Monday, 30 July 2007

Mirror, mirror, on the wall.

[I think the hardest part about these blogs is not the writing, but coming up with the titles. Half the time, they are the last thing I type in!]

Recently, I have begun dreaming of a world where we can speak and do nothing wrong. But that is not the world we live in.*

To a certain and limited extent, I am speaking in relation to a topic that has been around for a while. It affects not just women, but men as well, although they probably don't talk about it as much as women do. This topic is body issues.

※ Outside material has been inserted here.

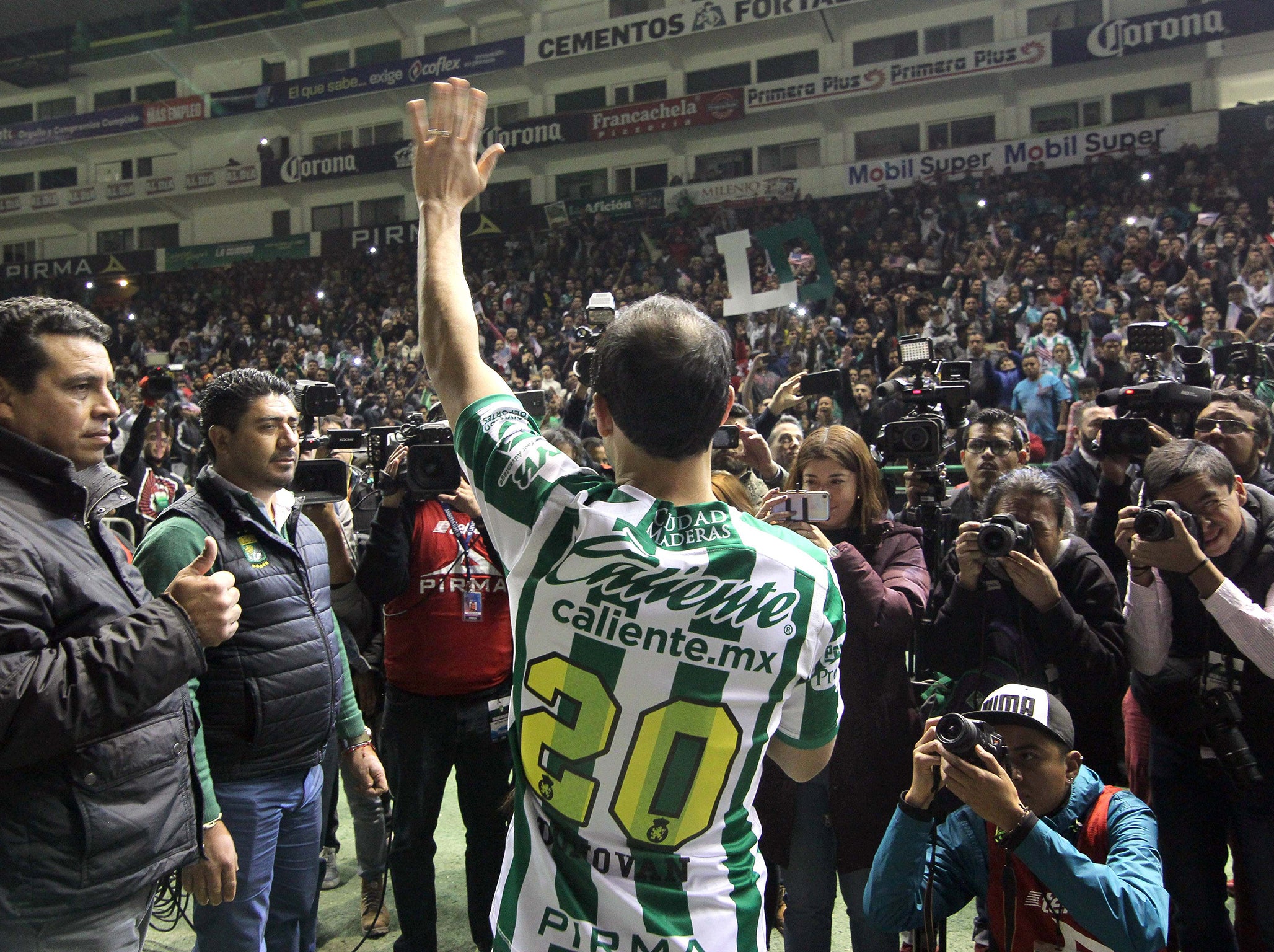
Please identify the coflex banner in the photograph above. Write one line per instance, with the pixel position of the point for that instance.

From childhood, through our teens and adulthood, many comments are made about a person's appearance. These can sometimes be off-handed, possibly even well-meant, but unless they are positive comments, they are seldom helpful to a person's self-image and esteem.

In recent months, weeks, and indeed days, this topic has arisen in my day-to-day life that I am astonished at the frequency and appalled at the consequences: in one situation, friends have fallen out because one chided the other about putting on weight; in another, high school friends have refused to meet up with everyone else because they were so self-conscious about how they looked now. I can confidently say that we were more excited about catching up after a few years than to pick apart their appearances.

[I might know how they feel. I went through a period of massive weight gain when I first left home, and if that wasn't bad enough, was constantly teased and reminded of it, even by people whom I hardly knew and who I no longer have anything to do with. It was hard for me to shop in Malaysia, because the clothing (pants, especially) were just not cut for the girl with bigger hips and thighs in mind.]

We make so many comments in our daily life that we don't stop to think what it could be doing to this generation. Is it any wonder that so many have body issues and turn to anorexia, bulimia and any diet at all in search of a salvation? Why do we not say, 'that dress looks great on you/matches your eyes', 'you really know what suits you', 'you pull that look/outfit off so well' more, rather than 'you've put on weight' or 'you're too skinny'?

I know that to a certain extent, this is the result of old cultures. The Chinese think that if you're 'rounder', you show that you're prosperous. I have always maintained that a distinction should be made between being 'prosperous' and being unhealthy.

What is wrong, if a person eats what they want but does not gain weight, either through exercise, or they eat healthily, or because of their genetic make-up? Why should they be made to feel that it is wrong to look the way they do? What if they actually don't look good with a rounder face? One cannot assume that they look the way they do because they want to, nor that it is okay to criticise them without knowing their story. It is insulting and hurtful.

Of course, I do not profess to speak for everyone in this matter. I comment based on observation and personal experience. But I do think that as long as someone is happy with themselves and is healthy, they should be left well alone in this matter.

* In relation to my dream world, I shall discuss other 'realities' in time.